Software backward compatibilityAs pretty much everyone knows, the NHS was a turkey shoot for the WannaCrypt outbreak. This was to be expected given that some trusts spent nothing on keeping systems secure. Apparently only 5% of NHS computers run WindowsXP, but this is a moot point as it only takes one insecure system to compromise a whole network, and the majority of NHS trusts have at least a few such systems. However what interests me is why WindowsXP needs to be used at all, and this is where my almost-forgotten (and maybe best forgotten) time working in this Microsoft-orientated medical software house comes into play.
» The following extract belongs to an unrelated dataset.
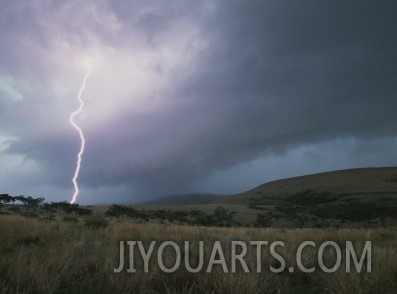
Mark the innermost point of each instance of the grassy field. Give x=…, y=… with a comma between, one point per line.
x=56, y=256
Sheer ageWindows itself which in technical terms means the underlying Win32 API, has very good backward support — Windows10 will run some programs I originally compiled back in 1998 for Windows95. However support for Windows 3.x applications seems to have been dropped after WindowsXP, as a Windows2000 VM seemed happy running WinTex v4.3 whereas a Windows7 one decided not to play ball. WinTex v4.3 was released in 1996, and was written using Visual Basic 3 which itself was released in 1993. The fact that WindowsXP is the newest version of Windows that can run this software strongly suggests that a lot of software out there was originally built for Windows 3.x back in the 1990s, which to me is not much of a stretch of the imagination as back in 2011 I was dealing with legacy systems that dated back to the early 1980s.
Because of concern about the millennium bug there was a lot of investment in IT infrastructure around the turn of the century, but come the crash all that work dried up and a lot of the smaller consultancy outfits would have disappeared, in part because a lot of the companies that did actively maintain their IT systems took the work in-house. Those small outfits that were left would have gone through a phase of living dangerously, which would not have helped the IT project failure rate. There would have been another squeeze on investment in the late-2000s as a result of the credit crunch, so the odds are that most software out there was commissioned prior to 2005.